Melba Pattillo and Ruby Bridges: Two Heroes of School Integration
Teaching Theme of the Week
Put your students in the shoes of those who integrated Little Rock High School in 1957-58.
Subjects: Language Arts, Educational Technology, Health, Social Studies
Grade Levels: 3-5, 6-8, 9-12
Objectives
Students will:
- read about the kids who took part in early school integration efforts in Little Rock, Arkansas, and New Orleans;
- read recent reflections by two of those former students;
- role-play an interview with Melba Pattillo, one of nine students who integrated Little Rock High Schoo;
- read background and look at photos about the integration efforts in Little Rock; and,
- put themselves in the shoes of those kids who were pioneers in school integration and write a diary entry one of them might have written after the first week in her new school.
Keywords
Ruby Bridges, Melba Pattillo, Little Rock, integration, civil rights, Black History, African American, hero, Martin Luther King, Thurgood Marshall
Materials Needed
- computer with Internet access, or copies of two articles and an interview (see below) printed from the Web
- a copy of the book Through My Eyes, by Ruby Bridges, from your local library (optional)
- pencils and paper
Procedure
In this lesson, students read the recollections of two women who were among the pioneers of school integration in the Deep South.

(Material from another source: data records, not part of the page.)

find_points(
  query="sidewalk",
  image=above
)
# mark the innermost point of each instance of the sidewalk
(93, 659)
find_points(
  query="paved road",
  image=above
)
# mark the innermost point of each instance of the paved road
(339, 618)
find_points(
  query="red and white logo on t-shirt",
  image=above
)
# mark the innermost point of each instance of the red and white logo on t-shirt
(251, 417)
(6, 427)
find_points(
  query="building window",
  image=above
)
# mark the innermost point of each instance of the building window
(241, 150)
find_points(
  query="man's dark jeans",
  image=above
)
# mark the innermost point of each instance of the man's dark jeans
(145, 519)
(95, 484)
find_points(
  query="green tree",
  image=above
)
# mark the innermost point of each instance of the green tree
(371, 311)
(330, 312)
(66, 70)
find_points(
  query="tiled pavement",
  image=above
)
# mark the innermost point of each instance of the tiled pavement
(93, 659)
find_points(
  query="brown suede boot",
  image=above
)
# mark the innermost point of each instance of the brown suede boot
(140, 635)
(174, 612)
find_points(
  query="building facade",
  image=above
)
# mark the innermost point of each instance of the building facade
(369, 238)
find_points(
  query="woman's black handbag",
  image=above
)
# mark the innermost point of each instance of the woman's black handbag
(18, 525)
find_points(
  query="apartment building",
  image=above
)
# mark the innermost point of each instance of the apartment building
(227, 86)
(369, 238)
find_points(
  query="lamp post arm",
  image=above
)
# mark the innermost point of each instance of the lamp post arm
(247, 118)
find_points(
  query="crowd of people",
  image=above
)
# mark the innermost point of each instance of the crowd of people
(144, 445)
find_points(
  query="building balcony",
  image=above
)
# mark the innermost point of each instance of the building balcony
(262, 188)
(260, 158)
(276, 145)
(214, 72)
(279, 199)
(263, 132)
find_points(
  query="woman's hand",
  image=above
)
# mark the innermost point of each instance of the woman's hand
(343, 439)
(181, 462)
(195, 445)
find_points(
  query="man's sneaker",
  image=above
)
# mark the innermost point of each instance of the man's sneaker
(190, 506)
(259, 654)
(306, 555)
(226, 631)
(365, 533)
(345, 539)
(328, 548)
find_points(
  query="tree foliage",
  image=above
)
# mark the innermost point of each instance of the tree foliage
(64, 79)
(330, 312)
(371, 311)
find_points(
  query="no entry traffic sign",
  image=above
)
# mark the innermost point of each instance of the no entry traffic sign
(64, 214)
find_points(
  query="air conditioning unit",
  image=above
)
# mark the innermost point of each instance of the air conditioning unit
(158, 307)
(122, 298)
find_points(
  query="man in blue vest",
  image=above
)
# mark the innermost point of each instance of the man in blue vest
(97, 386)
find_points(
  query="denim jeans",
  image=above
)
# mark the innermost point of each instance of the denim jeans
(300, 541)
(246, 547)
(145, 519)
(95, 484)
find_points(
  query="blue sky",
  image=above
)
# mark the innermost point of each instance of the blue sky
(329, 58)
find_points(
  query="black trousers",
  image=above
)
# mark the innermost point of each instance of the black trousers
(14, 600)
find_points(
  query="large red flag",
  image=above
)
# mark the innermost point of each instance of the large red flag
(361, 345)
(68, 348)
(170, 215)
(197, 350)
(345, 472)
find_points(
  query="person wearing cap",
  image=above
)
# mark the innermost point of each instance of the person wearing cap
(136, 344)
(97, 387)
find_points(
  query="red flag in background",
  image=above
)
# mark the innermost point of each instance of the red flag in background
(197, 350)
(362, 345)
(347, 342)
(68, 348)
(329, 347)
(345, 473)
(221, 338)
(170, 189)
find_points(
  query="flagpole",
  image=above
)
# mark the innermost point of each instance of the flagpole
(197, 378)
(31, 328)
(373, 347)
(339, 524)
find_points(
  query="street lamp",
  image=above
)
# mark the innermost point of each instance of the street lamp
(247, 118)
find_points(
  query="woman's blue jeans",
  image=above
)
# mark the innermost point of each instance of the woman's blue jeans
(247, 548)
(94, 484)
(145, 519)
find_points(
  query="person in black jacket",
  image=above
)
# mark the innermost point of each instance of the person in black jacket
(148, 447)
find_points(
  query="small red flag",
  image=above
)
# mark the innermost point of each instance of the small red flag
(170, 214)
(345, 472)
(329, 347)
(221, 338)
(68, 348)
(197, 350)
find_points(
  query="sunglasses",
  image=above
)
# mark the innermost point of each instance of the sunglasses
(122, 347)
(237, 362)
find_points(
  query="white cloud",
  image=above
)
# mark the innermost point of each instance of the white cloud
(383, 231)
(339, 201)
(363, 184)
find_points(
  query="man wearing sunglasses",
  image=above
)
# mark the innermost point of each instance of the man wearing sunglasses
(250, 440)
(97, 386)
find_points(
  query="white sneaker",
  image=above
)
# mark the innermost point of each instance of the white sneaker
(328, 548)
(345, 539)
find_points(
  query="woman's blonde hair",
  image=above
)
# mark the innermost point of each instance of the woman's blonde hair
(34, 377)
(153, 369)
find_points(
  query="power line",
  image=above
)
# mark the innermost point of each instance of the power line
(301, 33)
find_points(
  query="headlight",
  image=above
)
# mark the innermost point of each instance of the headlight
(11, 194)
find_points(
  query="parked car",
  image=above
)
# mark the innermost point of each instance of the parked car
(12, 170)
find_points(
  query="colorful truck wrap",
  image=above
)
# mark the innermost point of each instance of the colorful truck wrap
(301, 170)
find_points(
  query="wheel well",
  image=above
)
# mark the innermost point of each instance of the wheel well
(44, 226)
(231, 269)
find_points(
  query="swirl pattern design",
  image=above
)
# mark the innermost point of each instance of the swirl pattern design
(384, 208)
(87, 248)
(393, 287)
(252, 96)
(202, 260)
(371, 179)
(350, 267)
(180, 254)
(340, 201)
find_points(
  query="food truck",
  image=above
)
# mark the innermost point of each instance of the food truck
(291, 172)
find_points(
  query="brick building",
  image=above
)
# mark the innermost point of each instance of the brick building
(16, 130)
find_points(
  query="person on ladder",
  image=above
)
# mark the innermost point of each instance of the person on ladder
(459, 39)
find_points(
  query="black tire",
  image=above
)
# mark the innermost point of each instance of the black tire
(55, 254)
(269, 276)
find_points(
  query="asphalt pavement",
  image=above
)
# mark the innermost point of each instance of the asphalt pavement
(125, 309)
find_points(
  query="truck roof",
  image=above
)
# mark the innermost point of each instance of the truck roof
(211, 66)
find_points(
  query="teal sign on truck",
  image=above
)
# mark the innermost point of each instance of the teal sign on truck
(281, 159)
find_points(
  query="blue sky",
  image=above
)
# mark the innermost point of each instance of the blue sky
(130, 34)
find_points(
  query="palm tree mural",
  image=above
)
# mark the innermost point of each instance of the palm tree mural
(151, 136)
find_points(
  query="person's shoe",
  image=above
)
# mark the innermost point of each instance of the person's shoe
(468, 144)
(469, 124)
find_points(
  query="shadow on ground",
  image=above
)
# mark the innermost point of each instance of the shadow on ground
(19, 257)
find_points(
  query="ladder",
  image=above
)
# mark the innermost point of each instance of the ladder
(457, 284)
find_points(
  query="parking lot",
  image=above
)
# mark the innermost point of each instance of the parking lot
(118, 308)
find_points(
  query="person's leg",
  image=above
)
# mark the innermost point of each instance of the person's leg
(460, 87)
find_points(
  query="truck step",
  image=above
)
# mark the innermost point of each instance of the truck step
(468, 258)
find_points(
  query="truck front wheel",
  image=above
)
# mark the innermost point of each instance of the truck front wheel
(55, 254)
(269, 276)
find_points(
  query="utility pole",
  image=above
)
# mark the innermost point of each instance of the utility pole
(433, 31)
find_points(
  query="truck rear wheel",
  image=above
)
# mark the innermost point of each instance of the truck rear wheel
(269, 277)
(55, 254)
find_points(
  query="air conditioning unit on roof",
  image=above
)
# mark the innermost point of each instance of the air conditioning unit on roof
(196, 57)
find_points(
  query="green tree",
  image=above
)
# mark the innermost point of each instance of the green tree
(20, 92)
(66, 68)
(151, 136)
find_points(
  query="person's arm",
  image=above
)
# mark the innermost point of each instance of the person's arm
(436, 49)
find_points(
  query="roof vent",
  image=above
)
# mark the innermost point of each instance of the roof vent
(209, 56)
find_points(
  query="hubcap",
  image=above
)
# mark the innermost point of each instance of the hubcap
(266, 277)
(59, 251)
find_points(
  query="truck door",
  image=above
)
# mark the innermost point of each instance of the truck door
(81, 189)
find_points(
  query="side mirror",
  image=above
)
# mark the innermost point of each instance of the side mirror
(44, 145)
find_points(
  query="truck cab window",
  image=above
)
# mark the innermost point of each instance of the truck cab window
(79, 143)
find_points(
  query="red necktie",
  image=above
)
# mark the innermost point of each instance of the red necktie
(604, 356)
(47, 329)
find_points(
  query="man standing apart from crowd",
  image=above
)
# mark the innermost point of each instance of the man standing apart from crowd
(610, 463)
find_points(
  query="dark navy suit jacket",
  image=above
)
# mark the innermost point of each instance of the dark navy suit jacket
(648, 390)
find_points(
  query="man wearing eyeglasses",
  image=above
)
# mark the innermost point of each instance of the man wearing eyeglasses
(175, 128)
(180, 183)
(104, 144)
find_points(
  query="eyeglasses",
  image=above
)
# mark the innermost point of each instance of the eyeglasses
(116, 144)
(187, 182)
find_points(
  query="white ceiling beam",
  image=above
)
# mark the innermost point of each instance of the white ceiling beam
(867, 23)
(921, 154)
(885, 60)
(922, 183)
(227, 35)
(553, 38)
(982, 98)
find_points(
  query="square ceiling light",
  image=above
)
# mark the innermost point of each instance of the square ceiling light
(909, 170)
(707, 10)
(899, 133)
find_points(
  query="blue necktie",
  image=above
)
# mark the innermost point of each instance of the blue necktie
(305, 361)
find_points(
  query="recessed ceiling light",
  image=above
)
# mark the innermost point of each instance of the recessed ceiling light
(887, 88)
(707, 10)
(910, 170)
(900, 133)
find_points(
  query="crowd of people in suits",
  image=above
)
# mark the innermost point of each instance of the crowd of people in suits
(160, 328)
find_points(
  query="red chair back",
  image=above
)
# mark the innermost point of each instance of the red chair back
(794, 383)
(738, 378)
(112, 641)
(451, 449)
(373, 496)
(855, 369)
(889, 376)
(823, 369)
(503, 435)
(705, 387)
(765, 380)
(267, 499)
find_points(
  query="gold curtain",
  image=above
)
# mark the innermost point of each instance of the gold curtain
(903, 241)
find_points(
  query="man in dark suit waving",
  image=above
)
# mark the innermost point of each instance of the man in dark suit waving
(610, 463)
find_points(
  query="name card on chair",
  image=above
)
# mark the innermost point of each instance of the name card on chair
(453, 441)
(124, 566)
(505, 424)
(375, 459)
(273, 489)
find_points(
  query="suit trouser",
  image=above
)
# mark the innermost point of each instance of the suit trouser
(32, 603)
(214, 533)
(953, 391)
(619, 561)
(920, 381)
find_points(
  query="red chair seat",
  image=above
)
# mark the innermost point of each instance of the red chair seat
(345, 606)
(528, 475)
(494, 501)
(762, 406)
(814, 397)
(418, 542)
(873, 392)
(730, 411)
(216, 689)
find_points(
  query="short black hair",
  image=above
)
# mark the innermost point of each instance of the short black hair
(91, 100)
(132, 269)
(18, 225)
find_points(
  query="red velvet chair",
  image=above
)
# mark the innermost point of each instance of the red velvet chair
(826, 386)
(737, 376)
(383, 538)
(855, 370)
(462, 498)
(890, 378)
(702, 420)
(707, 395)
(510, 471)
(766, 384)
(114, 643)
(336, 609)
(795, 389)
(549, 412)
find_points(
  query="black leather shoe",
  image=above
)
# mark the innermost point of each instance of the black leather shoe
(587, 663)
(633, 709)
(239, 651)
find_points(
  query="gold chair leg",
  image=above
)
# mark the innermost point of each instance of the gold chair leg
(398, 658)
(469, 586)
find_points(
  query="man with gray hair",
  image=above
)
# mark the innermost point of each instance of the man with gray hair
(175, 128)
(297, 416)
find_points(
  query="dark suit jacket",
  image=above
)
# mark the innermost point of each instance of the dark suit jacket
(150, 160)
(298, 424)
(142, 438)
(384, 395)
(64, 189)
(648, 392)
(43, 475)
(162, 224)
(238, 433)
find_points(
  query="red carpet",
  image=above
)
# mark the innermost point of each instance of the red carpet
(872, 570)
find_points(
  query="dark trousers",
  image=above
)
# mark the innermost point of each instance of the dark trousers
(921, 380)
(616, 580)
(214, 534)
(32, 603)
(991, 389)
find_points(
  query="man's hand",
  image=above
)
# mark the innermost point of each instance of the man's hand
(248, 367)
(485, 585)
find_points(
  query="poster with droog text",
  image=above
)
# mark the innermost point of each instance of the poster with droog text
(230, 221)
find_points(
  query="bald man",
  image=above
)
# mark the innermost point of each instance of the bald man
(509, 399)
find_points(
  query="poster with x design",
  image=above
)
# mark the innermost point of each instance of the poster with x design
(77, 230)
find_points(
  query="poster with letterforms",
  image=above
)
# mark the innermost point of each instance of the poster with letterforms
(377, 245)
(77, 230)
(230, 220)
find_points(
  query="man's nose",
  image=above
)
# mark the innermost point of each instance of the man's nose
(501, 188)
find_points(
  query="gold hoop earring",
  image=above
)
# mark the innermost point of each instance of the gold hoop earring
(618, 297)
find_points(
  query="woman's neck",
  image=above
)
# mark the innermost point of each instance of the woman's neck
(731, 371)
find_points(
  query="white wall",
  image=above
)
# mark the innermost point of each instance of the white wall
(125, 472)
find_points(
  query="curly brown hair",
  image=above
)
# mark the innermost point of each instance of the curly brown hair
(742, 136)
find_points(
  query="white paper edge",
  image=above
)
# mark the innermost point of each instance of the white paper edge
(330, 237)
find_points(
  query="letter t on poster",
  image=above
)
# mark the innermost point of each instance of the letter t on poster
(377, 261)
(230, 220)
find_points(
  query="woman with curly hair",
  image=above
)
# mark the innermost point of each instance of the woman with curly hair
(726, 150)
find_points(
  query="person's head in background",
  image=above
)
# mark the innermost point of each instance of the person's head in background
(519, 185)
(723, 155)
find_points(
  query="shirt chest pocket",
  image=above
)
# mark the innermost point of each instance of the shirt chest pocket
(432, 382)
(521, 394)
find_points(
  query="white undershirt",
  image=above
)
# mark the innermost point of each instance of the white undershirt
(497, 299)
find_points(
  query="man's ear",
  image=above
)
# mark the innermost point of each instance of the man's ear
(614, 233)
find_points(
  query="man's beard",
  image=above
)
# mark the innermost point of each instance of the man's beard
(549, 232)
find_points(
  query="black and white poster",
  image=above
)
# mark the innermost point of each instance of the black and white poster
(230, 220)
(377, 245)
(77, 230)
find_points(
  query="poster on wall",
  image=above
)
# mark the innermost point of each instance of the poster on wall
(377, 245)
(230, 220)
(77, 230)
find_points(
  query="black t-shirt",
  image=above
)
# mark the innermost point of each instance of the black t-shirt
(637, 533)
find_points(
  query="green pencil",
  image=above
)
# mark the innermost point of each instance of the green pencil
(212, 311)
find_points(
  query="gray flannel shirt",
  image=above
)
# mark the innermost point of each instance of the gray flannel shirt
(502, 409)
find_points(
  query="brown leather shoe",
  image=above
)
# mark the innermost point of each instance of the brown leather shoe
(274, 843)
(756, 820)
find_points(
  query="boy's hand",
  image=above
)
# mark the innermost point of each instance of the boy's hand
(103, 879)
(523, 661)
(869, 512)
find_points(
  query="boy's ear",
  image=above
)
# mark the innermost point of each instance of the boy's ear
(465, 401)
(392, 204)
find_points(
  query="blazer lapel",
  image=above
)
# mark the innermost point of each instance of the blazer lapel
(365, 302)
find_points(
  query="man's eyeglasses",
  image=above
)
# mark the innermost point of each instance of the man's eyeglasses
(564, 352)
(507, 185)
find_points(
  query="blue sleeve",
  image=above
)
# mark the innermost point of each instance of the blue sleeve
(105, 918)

Introduce students to the two women:
- Melba Pattillo, now Melba Pattillo Beals, was one of nine students to integrate Little Rock (Arkansas) High School.
- Ruby Bridges, now Ruby Bridges Hall, was a first grader when she became the first black child to attend William Frantz Elementary School in New Orleans.
Share the resources below with students; they are reflections of two girls' experiences that were written by the girls as grown women. You might share these pages as a class, or students might read them online or in printed form on their own.
After reading those resources, you might also:
- Read aloud the entire book, Through My Eyes, by Ruby Bridges (published by Scholastic). After reading, pose questions from the Discussion Guide to help students put their reading in perspective.
- Share an inspiring interview with Melba Pattillo Beals. In this recent interview, Pattillo Beals responds to questions from students who have read her story. You might have students read this interview as a round-robin activity. Print out the interview. Then provide each student with a section (one question and its answer) of the interview. Have the students practice reading Beals' response to the question they are assigned. Appoint one student to act as moderator. That student will ask each question and the student with the corresponding answer will read Beals' response.
After sharing the thoughts of those two women as they look back on their early experiences, challenge students to attempt to put themselves in the shoes of one of those two girls; ask students to write a journal entry that one of the girls might have written after the first week in their new school.
Additional Resources: Some of the following resources will offer students added background about, and a little more insight into, the experiences of Pattillo and Bridges:
Assessment
Students publish their diary entries for their classmates to read.